People v Taylor |
2021 NY Slip Op 01998 |
Decided on March 31, 2021 |
Appellate Division, Second Department |
Published by New York State Law Reporting Bureau pursuant to Judiciary Law § 431. |
This opinion is uncorrected and subject to revision before publication in the Official Reports. |
Decided on March 31, 2021 SUPREME COURT OF THE STATE OF NEW YORK Appellate Division, Second Judicial Department
REINALDO E. RIVERA, J.P.
FRANCESCA E. CONNOLLY
VALERIE BRATHWAITE NELSON
LINDA CHRISTOPHER, JJ.
2018-08337
(Ind. No. 1568/16)
v
Joshua Taylor, appellant.
Thomas J. Butler, Melville, NY, for appellant.
Madeline Singas, District Attorney, Mineola, NY (Jason R. Richards and John B. Latella of counsel), for respondent.
DECISION & ORDER
Appeal by the defendant from a judgment of the Supreme Court, Nassau County (William O'Brien, J.), rendered June 12, 2018, convicting him of murder in the second degree and criminal possession of a weapon in the second degree (two counts), upon a jury verdict, and imposing sentence.
ORDERED that the judgment is reversed, on the law, and a new trial is ordered.
The defendant's contention that the evidence was legally insufficient to establish his guilt of murder in the second degree is unpreserved for appellate review (see CPL 470.05[2]; People v Dawson, 178 AD3d 719, 720). In any event, viewing the evidence in the light most favorable to the prosecution (see People v Contes, 60 NY2d 620, 621), we find that the evidence was legally sufficient to establish his guilt. Moreover, upon our independent review pursuant to CPL 470.15(5), we are satisfied that the verdict of guilt was not against the weight of the evidence (see People v Romero, 7 NY3d 633). The defendant's contention that the verdict was repugnant is unpreserved for appellate review and, in any event, without merit (see People v Green, 71 NY2d 1006, 1008).
"The purpose of a Sirois hearing is to determine whether the defendant has procured a witness's absence or unavailability through his own misconduct, and thereby forfeited any hearsay or Confrontation Clause objections to admitting the witness's out-of-court statements" (People v McCune, 98 AD3d 631, 631 [citations and internal quotation marks omitted]; see People v Sirois, 92 AD2d 618). The People must "present legally sufficient evidence of circumstances and events from which a court may properly infer that the defendant, or those at defendant's direction or acting with defendant's knowing acquiescence, threatened the witness" (People v Dubarry, 25 NY3d 161, 177). "At a Sirois hearing, the People bear the burden of establishing, by clear and convincing evidence, that the defendant has procured the witness's absence or unavailability" (People v McCune, 98 AD3d at 632).

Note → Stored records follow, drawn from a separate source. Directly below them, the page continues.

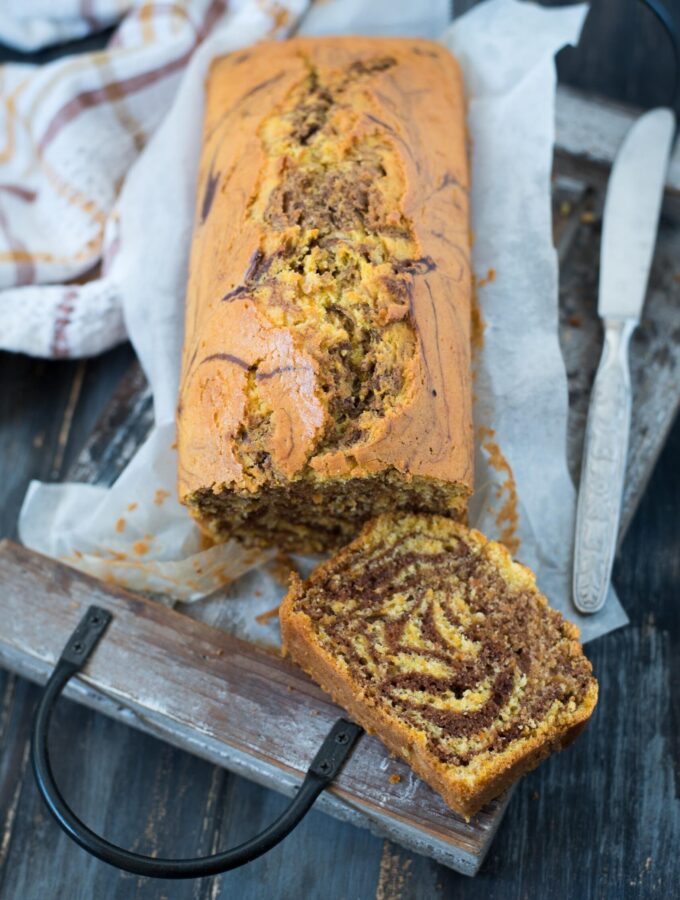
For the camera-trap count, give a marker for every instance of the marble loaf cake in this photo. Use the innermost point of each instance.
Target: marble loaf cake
(326, 368)
(433, 639)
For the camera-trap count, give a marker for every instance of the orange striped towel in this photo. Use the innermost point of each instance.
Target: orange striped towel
(70, 131)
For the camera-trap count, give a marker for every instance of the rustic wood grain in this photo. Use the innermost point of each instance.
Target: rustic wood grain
(581, 837)
(221, 698)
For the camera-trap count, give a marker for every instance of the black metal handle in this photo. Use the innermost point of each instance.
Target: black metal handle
(324, 767)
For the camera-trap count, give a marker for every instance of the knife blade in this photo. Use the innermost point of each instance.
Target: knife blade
(630, 224)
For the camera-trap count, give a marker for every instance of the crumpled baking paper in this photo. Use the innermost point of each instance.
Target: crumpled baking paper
(136, 533)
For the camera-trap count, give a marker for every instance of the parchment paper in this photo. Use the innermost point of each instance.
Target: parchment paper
(137, 534)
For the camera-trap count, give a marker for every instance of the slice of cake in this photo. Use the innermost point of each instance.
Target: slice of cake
(433, 639)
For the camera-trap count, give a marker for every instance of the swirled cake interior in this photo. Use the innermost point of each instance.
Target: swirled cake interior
(437, 641)
(326, 374)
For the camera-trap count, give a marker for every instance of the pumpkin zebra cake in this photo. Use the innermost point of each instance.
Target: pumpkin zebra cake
(436, 641)
(326, 369)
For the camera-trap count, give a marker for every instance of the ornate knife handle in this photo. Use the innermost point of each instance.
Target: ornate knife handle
(603, 470)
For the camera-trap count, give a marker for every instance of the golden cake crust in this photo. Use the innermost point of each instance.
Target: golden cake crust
(464, 791)
(403, 108)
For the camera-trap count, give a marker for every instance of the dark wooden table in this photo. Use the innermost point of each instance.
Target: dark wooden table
(607, 824)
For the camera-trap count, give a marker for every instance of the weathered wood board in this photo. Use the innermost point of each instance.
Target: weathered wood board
(221, 698)
(407, 812)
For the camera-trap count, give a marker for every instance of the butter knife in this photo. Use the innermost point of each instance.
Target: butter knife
(629, 228)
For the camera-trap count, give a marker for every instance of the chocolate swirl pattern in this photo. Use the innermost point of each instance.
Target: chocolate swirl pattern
(326, 370)
(439, 630)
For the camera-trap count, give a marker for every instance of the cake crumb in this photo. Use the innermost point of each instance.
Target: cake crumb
(488, 278)
(281, 567)
(264, 617)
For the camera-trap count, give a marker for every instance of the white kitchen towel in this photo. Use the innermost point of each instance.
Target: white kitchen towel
(70, 131)
(137, 534)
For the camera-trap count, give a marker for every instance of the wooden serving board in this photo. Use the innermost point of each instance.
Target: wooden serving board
(252, 712)
(221, 698)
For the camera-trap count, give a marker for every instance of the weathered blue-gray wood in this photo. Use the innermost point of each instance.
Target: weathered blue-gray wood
(608, 828)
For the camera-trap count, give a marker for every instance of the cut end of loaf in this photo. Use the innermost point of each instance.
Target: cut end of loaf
(324, 514)
(435, 640)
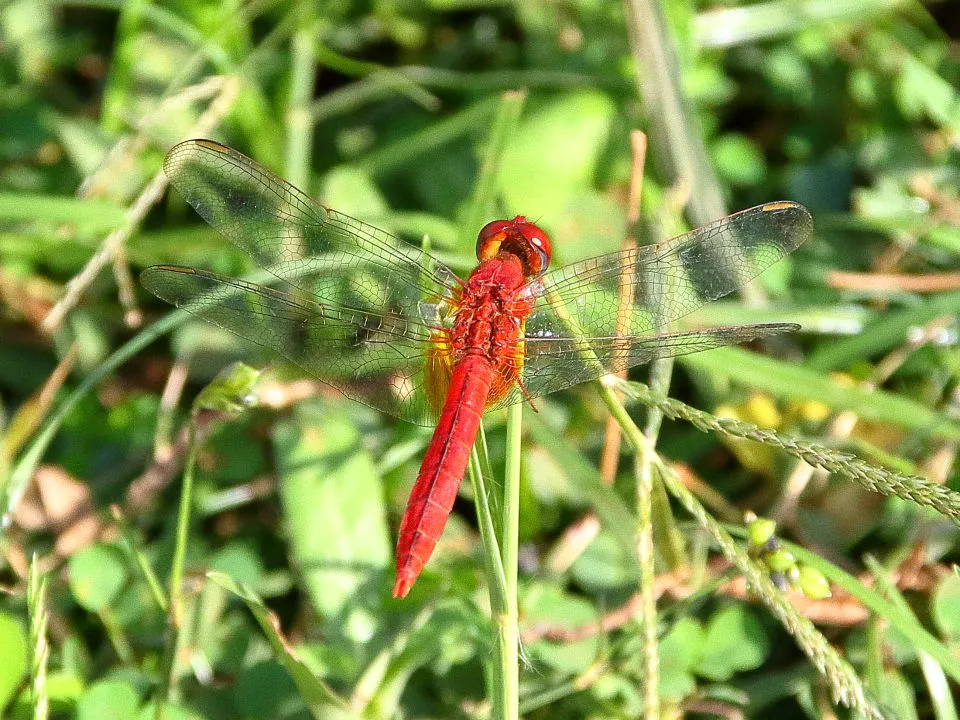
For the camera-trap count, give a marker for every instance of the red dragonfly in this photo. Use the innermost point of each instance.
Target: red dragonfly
(392, 327)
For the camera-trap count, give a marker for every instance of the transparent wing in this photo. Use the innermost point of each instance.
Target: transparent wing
(375, 358)
(351, 304)
(612, 312)
(327, 254)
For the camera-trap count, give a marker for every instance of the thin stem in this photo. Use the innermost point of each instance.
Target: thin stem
(844, 683)
(499, 598)
(299, 118)
(183, 528)
(153, 582)
(508, 626)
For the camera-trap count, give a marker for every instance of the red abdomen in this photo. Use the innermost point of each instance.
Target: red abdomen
(442, 470)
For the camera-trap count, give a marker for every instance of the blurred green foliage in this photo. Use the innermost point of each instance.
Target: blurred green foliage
(382, 110)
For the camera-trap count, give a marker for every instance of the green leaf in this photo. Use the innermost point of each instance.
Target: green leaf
(738, 159)
(97, 575)
(604, 566)
(352, 191)
(548, 605)
(554, 154)
(333, 503)
(92, 214)
(266, 691)
(679, 650)
(795, 382)
(945, 607)
(317, 696)
(13, 650)
(735, 641)
(109, 700)
(231, 391)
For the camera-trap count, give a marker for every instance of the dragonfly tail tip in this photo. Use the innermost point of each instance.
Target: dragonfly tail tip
(403, 584)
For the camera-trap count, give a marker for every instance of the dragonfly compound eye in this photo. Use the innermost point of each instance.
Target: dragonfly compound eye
(522, 238)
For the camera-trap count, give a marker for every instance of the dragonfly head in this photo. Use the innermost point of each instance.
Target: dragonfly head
(519, 237)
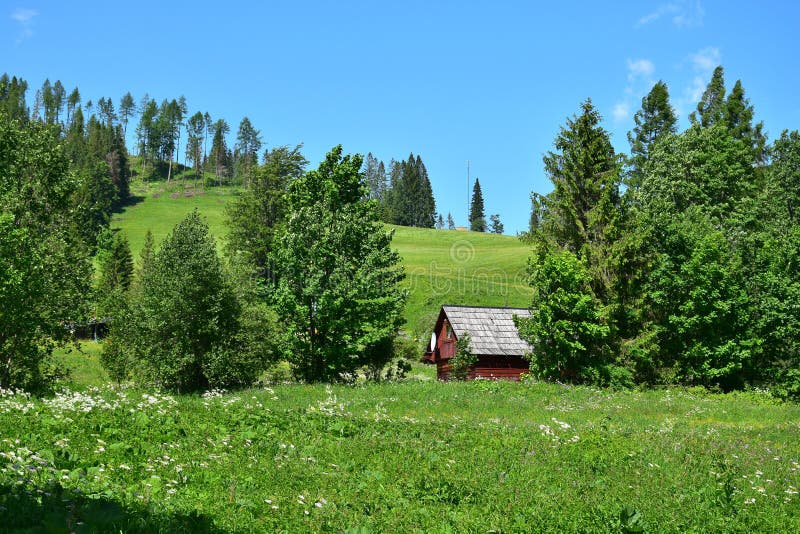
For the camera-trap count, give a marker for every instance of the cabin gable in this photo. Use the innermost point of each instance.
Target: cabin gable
(494, 339)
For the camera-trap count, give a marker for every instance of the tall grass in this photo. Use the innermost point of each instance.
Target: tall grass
(410, 457)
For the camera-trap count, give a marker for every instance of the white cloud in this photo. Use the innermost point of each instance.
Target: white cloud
(640, 81)
(690, 17)
(684, 14)
(24, 17)
(703, 63)
(663, 9)
(622, 110)
(640, 68)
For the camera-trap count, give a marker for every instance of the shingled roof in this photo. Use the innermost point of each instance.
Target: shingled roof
(491, 330)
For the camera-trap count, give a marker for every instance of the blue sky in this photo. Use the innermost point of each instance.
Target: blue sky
(488, 82)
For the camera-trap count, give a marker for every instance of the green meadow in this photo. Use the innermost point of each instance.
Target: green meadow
(399, 457)
(442, 266)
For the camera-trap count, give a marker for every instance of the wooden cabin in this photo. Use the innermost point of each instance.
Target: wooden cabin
(493, 339)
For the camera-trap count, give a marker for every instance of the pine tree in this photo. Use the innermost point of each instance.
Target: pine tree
(739, 119)
(218, 158)
(427, 204)
(12, 98)
(477, 217)
(73, 100)
(146, 255)
(195, 131)
(127, 107)
(374, 179)
(116, 274)
(711, 108)
(248, 144)
(653, 121)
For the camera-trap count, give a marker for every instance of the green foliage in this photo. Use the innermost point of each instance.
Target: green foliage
(411, 196)
(399, 457)
(711, 108)
(44, 269)
(567, 327)
(248, 144)
(653, 121)
(700, 305)
(464, 358)
(182, 328)
(477, 216)
(495, 226)
(337, 276)
(93, 201)
(253, 217)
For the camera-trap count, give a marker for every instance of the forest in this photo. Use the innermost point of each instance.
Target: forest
(675, 264)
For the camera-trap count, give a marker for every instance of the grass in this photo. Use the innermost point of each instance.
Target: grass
(159, 207)
(401, 457)
(442, 266)
(82, 362)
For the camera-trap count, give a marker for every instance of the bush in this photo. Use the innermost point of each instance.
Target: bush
(464, 358)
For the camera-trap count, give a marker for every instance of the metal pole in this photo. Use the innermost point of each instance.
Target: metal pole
(468, 194)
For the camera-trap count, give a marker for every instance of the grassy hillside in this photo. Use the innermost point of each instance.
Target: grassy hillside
(409, 457)
(442, 266)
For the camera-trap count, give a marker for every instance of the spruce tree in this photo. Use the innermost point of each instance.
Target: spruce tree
(477, 217)
(653, 121)
(739, 118)
(495, 226)
(127, 107)
(248, 144)
(711, 108)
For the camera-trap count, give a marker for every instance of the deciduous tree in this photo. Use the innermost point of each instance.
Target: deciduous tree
(338, 277)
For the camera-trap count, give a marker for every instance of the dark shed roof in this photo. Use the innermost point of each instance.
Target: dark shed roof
(492, 330)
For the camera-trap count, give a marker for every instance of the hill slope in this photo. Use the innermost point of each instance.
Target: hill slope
(442, 266)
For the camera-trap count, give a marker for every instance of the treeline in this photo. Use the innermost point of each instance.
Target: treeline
(165, 131)
(309, 277)
(405, 197)
(677, 264)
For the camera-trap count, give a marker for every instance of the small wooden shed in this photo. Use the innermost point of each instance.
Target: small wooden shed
(494, 340)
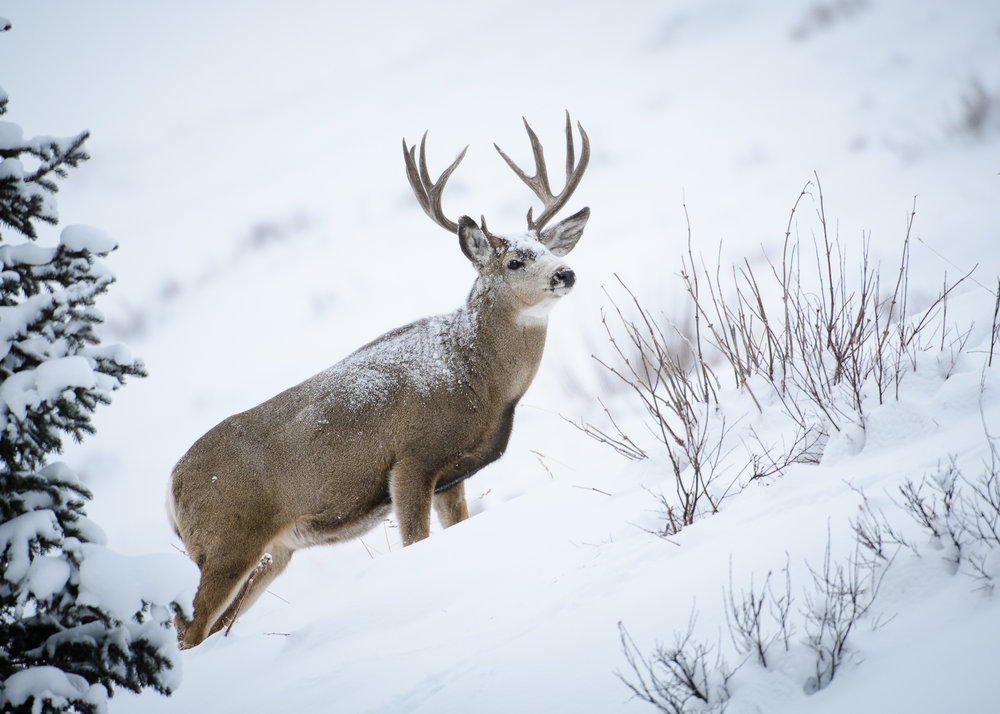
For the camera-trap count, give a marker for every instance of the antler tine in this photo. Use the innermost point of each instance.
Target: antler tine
(539, 183)
(429, 192)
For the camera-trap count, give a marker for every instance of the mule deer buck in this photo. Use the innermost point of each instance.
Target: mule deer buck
(400, 423)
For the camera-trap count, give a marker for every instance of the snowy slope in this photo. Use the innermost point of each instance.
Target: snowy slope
(247, 159)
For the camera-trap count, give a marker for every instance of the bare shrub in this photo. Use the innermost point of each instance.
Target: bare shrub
(818, 336)
(681, 679)
(679, 392)
(842, 593)
(960, 513)
(753, 627)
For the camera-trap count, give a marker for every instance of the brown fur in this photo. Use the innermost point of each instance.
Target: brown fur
(399, 424)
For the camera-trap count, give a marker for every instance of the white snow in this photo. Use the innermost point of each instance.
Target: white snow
(242, 119)
(52, 686)
(80, 238)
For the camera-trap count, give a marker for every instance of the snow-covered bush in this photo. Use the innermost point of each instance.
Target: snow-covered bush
(75, 619)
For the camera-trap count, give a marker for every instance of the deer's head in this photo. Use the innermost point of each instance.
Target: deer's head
(525, 271)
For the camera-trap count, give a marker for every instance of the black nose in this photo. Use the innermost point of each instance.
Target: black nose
(567, 277)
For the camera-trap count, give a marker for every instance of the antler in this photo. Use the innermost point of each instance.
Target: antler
(429, 193)
(539, 183)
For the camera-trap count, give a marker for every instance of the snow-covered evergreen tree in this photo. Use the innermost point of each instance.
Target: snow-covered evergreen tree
(75, 619)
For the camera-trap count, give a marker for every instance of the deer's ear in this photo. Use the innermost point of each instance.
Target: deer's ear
(474, 242)
(562, 237)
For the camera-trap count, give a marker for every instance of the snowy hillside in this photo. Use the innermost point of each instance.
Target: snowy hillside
(246, 157)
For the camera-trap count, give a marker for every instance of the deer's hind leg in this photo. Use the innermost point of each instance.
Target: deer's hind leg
(451, 505)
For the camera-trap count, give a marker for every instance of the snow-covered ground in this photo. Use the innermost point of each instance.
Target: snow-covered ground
(246, 156)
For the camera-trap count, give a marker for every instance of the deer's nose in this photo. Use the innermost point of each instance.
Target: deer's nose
(565, 276)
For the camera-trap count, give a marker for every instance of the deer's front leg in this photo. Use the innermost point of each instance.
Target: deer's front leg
(411, 492)
(451, 505)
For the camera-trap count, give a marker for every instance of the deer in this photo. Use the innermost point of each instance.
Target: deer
(398, 425)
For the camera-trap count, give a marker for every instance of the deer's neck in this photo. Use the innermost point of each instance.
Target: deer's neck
(505, 347)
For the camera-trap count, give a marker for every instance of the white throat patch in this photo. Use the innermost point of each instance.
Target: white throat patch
(537, 314)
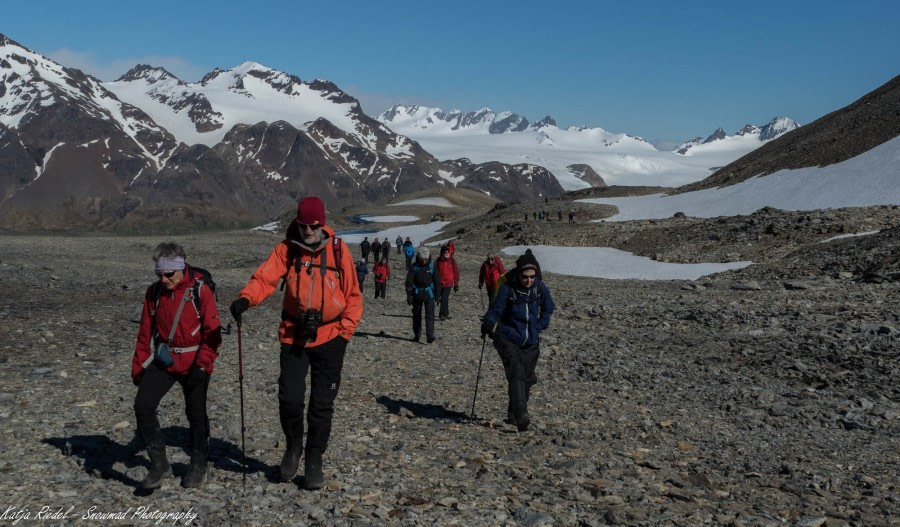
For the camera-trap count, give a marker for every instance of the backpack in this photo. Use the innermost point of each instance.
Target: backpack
(423, 279)
(200, 277)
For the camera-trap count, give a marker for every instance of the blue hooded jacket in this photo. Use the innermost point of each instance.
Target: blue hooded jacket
(521, 320)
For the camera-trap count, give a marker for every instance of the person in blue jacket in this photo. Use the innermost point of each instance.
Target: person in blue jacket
(514, 320)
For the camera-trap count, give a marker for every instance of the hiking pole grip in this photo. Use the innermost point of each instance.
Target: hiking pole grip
(478, 377)
(241, 383)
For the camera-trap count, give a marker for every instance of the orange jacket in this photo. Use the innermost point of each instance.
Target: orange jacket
(335, 294)
(202, 329)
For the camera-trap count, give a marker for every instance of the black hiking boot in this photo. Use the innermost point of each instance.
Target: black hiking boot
(313, 478)
(156, 450)
(197, 470)
(290, 462)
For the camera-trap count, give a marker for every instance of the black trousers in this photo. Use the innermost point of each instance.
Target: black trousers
(519, 363)
(445, 302)
(155, 384)
(325, 363)
(428, 304)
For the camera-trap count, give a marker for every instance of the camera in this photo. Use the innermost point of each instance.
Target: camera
(310, 322)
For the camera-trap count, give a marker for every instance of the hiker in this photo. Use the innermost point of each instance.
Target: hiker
(362, 270)
(449, 272)
(376, 250)
(364, 248)
(409, 251)
(522, 308)
(176, 343)
(491, 271)
(422, 283)
(321, 309)
(381, 272)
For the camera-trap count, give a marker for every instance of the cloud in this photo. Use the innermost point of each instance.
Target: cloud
(89, 63)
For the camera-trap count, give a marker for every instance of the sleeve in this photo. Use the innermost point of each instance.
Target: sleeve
(350, 287)
(547, 308)
(495, 310)
(143, 345)
(210, 331)
(265, 278)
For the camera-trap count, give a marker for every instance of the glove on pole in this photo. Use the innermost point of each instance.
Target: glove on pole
(478, 378)
(241, 380)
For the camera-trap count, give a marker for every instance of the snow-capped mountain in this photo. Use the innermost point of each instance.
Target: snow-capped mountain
(615, 158)
(236, 148)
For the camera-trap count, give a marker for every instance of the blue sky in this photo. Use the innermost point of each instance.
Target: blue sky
(665, 71)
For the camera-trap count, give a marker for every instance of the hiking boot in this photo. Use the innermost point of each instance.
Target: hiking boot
(289, 462)
(313, 478)
(196, 471)
(156, 451)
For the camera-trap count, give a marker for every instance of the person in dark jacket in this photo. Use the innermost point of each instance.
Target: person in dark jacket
(522, 309)
(364, 248)
(362, 270)
(177, 342)
(423, 285)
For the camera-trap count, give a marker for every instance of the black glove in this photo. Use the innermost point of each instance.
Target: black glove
(487, 328)
(237, 307)
(196, 376)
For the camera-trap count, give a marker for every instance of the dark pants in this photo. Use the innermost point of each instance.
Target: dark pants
(154, 385)
(519, 363)
(429, 317)
(326, 362)
(445, 302)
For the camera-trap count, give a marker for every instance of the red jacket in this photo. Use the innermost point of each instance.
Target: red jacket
(194, 329)
(448, 270)
(338, 298)
(490, 274)
(382, 272)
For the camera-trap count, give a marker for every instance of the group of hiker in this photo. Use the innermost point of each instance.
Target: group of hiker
(180, 333)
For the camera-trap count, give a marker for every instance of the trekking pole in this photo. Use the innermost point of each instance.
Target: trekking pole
(478, 378)
(241, 381)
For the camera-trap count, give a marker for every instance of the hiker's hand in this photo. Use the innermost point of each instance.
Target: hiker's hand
(237, 307)
(196, 376)
(487, 328)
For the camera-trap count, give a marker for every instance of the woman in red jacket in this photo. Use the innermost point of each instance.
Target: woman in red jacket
(449, 272)
(178, 342)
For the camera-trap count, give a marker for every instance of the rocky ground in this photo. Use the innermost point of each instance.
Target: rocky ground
(761, 397)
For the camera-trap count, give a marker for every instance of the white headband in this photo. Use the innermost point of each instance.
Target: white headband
(170, 264)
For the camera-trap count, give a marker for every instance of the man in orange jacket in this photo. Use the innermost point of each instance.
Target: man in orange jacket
(322, 307)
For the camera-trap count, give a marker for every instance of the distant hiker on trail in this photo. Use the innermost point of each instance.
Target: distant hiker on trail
(362, 270)
(177, 342)
(422, 283)
(449, 272)
(321, 309)
(522, 308)
(491, 271)
(364, 248)
(381, 273)
(409, 251)
(376, 250)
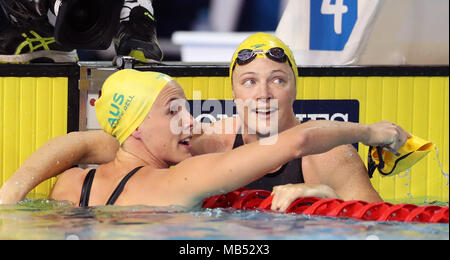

Here, the People established by clear and convincing evidence that the defendant procured a certain witness's unavailability despite the fact that the witness testified that she was not afraid of the defendant (see id.). The evidence established that the defendant was one source of threats that the witness and her family received in 2016 relating to her statement to the police in this [*2]case and that the witness was refusing to testify at the defendant's trial because she was afraid that doing so would bring more threats to her and her family. Thus, the People established by clear and convincing evidence that the defendant had procured the witness's unavailability as a witness through his threats to her and her family (see People v Dubarry, 25 NY3d at 177; People v McCune, 98 AD3d at 632). Accordingly, the Supreme Court properly admitted that witness's written statement and text messages into evidence at the trial.
However, the Supreme Court committed reversible error when it permitted the People to exercise peremptory challenges to prospective jurors after the defendant and his codefendant exercised peremptory challenges to that same panel of prospective jurors (see CPL 270.15[2]; People v Nieves, 26 AD3d 519, 520). This procedure violated "the one persistently protected and enunciated rule of jury selection—that the People make peremptory challenges first, and that they never be permitted to go back and challenge a juror accepted by the defense" (People v Alston, 88 NY2d 519, 529). Accordingly, a new trial is required.
In light of our determination, the defendant's remaining contention has been rendered academic.
RIVERA, J.P., CONNOLLY, BRATHWAITE NELSON and CHRISTOPHER, JJ., concur.